In the latest version of its Global Risk assessment, the British research group ranked victory for the US Republican front runner at 12 on an index where the current top threat is a Chinese economic “hard landing” rated 20.
Justifying the threat level, the EIU highlighted the tycoon’s alienation toward China as well as his comments on Muslim extremism, saying a proposal to stop Muslims from entering the US would be a “potent recruitment tool for jihadi groups.”
It also raised the specter of a trade war under a Trump presidency and said his policies “tend to be prone to constant revision.”
“He has been exceptionally hostile towards free trade, including notably NAFTA [the North American Free Trade Agreement], and has repeatedly labelled China as a ‘currency manipulator,’” it said. “He has also taken an exceptionally right-wing stance on the Middle East and jiadhi terrorism, including, among other things, advocating the killing of families of terrorists and launching a land incursion into Syria to wipe out IS [Islamic State group].”

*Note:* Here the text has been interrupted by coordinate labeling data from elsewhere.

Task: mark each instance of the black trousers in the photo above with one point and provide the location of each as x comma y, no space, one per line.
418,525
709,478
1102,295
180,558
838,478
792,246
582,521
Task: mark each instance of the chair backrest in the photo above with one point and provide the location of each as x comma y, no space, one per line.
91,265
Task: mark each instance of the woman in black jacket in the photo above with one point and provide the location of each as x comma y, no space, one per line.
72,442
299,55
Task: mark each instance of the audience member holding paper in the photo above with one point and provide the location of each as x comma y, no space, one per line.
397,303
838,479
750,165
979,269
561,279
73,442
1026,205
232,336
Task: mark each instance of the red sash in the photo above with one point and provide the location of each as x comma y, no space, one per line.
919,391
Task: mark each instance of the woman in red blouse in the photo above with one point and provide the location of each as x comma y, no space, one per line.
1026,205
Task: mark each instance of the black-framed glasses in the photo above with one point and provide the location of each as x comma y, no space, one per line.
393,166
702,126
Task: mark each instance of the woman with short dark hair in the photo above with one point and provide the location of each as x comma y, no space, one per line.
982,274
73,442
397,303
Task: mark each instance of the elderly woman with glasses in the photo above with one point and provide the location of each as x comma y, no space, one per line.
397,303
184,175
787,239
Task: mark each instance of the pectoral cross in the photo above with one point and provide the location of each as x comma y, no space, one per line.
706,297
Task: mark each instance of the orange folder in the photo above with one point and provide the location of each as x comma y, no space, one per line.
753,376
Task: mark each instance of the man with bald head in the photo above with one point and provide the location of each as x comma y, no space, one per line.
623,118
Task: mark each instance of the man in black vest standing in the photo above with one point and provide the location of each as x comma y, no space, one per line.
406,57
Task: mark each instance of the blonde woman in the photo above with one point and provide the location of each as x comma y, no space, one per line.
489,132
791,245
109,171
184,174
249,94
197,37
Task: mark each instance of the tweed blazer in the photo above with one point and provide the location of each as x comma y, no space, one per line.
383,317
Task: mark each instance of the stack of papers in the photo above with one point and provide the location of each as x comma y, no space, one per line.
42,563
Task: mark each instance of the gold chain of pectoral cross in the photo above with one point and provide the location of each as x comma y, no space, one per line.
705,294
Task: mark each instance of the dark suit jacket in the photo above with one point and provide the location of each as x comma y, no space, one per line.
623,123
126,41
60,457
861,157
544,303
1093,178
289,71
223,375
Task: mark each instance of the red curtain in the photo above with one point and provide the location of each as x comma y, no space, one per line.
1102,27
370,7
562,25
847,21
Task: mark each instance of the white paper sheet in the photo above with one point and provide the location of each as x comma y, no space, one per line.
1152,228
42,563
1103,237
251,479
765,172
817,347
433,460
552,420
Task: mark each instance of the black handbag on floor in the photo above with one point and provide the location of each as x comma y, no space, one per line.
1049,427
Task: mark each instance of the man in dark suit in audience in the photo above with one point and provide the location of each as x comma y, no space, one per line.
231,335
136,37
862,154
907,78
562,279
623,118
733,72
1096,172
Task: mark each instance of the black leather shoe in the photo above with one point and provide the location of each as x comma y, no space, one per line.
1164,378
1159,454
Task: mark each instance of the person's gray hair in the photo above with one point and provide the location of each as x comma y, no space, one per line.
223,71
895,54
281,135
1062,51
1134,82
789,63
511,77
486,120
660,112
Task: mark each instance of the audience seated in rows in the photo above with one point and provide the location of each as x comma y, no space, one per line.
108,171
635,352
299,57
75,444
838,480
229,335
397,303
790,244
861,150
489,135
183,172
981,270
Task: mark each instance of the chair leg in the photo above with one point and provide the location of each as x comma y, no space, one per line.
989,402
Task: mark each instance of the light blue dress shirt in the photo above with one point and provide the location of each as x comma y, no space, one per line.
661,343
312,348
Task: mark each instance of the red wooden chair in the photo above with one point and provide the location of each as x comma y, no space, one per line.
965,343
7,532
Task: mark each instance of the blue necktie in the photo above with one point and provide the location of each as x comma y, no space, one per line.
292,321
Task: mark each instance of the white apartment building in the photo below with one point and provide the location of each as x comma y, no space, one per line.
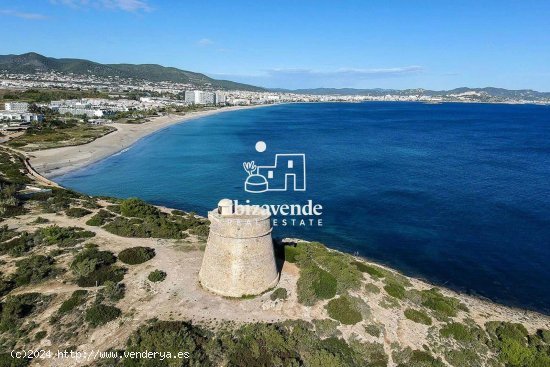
219,98
17,106
20,116
199,97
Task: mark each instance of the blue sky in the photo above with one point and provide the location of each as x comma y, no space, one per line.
300,44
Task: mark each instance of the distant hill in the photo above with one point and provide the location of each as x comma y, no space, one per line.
527,94
32,62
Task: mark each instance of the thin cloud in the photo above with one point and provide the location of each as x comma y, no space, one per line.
131,6
339,78
359,73
205,42
22,15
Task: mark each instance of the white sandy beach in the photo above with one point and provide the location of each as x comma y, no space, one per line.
58,161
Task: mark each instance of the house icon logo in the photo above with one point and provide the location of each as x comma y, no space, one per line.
287,173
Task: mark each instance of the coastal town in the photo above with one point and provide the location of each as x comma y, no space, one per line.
130,96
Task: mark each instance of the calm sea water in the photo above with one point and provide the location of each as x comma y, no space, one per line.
457,194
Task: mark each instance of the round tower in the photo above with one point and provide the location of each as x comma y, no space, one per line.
239,258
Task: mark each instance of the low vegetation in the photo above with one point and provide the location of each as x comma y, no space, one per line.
101,314
136,255
323,273
77,298
77,212
93,268
64,236
139,219
345,310
418,316
287,344
442,305
279,294
15,309
100,218
156,276
34,269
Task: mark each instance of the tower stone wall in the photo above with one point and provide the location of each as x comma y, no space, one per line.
239,258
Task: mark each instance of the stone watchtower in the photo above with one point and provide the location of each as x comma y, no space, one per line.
239,258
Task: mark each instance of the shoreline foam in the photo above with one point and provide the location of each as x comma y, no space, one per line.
55,162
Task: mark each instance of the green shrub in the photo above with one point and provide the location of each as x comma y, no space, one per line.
293,343
460,332
200,231
98,315
445,306
374,330
326,328
100,218
40,220
18,246
136,255
156,276
514,345
372,288
418,316
6,360
115,208
374,271
64,236
40,335
279,293
544,335
6,285
34,269
150,227
91,259
344,310
114,292
77,298
77,212
16,308
395,290
134,207
290,253
101,275
315,284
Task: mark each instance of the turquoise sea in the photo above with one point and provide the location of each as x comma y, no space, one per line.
458,194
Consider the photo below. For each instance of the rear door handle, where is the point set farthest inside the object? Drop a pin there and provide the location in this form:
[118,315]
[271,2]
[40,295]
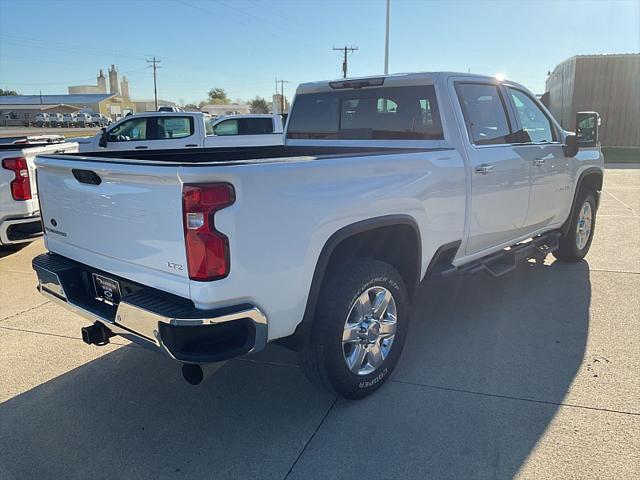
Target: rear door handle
[484,169]
[538,162]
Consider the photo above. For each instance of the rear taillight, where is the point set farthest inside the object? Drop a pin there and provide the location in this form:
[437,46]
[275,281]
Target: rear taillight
[207,249]
[21,185]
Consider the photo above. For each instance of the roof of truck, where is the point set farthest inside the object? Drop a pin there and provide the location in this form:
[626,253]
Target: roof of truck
[396,79]
[54,99]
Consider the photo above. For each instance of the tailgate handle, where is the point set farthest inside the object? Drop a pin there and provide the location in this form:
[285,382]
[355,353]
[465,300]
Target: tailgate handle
[86,176]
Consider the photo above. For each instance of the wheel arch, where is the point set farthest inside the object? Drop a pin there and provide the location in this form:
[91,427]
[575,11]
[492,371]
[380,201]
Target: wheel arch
[591,178]
[352,240]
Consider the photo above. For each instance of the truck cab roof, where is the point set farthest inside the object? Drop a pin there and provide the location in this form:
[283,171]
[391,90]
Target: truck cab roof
[396,79]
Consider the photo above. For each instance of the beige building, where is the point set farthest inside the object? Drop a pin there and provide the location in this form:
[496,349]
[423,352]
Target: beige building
[607,84]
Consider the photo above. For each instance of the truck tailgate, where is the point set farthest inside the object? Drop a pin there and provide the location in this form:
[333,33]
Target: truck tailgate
[122,218]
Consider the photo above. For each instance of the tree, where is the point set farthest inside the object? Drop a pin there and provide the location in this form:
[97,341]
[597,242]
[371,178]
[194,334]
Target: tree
[259,105]
[218,96]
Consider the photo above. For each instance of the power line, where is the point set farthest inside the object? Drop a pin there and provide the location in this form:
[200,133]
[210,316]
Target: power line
[154,62]
[281,82]
[345,50]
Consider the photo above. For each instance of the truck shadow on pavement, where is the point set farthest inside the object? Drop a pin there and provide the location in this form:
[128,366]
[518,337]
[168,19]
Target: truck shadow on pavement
[485,368]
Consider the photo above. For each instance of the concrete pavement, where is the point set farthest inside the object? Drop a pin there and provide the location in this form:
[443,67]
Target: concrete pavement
[532,375]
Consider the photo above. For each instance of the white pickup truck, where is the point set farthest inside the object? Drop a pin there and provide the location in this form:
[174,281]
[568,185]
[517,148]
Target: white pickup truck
[19,210]
[163,130]
[318,244]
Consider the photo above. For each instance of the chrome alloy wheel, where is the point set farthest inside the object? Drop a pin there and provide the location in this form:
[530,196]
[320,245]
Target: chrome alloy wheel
[369,330]
[585,221]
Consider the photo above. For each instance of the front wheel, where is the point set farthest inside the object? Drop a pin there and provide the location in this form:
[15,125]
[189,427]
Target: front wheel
[359,328]
[576,241]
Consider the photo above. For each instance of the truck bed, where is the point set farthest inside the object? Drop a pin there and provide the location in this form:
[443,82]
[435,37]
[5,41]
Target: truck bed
[240,155]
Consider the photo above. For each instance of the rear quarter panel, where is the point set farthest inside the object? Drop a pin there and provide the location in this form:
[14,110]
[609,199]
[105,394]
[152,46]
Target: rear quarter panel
[285,213]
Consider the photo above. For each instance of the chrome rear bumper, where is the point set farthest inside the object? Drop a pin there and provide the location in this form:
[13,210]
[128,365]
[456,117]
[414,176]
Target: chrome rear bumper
[20,230]
[152,318]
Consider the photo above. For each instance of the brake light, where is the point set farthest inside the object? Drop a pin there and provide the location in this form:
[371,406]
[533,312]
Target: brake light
[207,248]
[21,185]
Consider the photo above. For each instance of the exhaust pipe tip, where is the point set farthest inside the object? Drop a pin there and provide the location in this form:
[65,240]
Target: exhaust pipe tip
[192,373]
[195,374]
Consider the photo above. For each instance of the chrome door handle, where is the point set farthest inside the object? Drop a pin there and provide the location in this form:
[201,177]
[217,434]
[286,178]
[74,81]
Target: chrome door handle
[484,169]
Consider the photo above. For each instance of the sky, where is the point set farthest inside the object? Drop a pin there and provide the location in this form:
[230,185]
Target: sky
[243,45]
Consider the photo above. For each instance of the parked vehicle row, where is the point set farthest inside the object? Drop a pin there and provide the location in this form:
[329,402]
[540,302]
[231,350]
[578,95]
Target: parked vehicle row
[317,244]
[71,120]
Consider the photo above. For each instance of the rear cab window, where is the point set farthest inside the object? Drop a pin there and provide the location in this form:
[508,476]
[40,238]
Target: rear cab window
[385,113]
[244,126]
[167,128]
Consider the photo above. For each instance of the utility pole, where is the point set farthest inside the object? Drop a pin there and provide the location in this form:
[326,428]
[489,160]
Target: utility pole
[386,41]
[345,50]
[281,82]
[155,84]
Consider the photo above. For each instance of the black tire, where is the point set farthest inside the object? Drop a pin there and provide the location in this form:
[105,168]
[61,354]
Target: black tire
[322,360]
[569,250]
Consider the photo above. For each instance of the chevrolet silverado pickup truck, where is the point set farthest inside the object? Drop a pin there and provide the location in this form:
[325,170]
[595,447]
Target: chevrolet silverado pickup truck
[19,210]
[317,244]
[163,130]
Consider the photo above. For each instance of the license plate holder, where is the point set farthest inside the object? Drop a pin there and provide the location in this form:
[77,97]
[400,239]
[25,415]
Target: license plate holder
[107,289]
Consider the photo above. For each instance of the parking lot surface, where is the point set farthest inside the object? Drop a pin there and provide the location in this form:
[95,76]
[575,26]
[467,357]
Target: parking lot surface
[531,375]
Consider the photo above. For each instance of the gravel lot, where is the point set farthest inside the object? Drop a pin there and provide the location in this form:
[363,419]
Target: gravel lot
[533,375]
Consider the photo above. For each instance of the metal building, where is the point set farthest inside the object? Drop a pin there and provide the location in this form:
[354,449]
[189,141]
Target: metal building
[607,84]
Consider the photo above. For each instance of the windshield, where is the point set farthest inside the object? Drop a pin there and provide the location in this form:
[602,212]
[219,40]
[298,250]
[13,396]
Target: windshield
[392,113]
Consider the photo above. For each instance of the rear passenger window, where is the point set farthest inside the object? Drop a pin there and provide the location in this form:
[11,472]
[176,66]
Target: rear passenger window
[255,126]
[172,127]
[228,127]
[484,113]
[387,113]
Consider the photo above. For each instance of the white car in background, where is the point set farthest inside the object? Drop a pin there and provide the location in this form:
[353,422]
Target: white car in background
[83,120]
[169,130]
[41,119]
[68,120]
[55,119]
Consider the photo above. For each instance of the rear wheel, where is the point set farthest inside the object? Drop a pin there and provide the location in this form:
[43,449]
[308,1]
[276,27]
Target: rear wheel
[359,328]
[575,243]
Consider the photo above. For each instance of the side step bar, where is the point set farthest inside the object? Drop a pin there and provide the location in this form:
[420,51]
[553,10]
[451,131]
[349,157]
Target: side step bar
[503,262]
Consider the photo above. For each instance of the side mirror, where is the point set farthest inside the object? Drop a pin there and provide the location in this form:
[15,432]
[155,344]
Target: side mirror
[103,138]
[587,124]
[570,147]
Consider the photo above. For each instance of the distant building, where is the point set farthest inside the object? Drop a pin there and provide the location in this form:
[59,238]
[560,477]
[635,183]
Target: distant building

By comparison it gave a possible armed clash in the South China Sea an eight — the same as the threat posed by Britain leaving the EU — and ranked an emerging market debt crisis at 16.
A Trump victory, it said, would at least scupper the Trans-Pacific Partnership between the US and 11 other American and Asian states signed last month, while “his hostile attitude to free trade, and alienation of Mexico and China in particular, could escalate rapidly into a trade war.”
“There are risks to this forecast, especially in the event of a terrorist attack on US soil or a sudden economic downturn,” it added.
However, the EIU said it did not expect Trump to defeat his most likely Democratic opponent, former US secretary of state Hillary Rodham Clinton, in an election, adding that the US Congress would likely block some of his more radical proposals if he won November’s election.
Rated at 12 alongside the prospect of a Trump presidency was the threat of the Islamic State, which the EIU said risked ending a five-year bull run on US and European stock markets if terrorist attacks escalated.
In related news, Fox News on Wednesday said it has canceled the Republican presidential debate scheduled for next week in Utah after Trump told the network he would not participate.
Trump, who has clashed with Fox News throughout his campaign, told the network in an interview on Wednesday he would not appear at the event, scheduled for Monday, because he thought the Republicans had “had enough debates.”
Ohio Governor John Kasich said afterward he would also skip the debate unless Trump changed his mind and decided to attend.
US Senator Ted Cruz of Texas, the third remaining Republican candidate seeking the party’s nomination for the Nov. 8 presidential election, criticized Trump on Twitter, calling him #DuckingDonald and urging his supporters to tell Trump to attend.
“He’s scared to debate,” Cruz said in an interview on Fox News. “He’s afraid of being challenged.”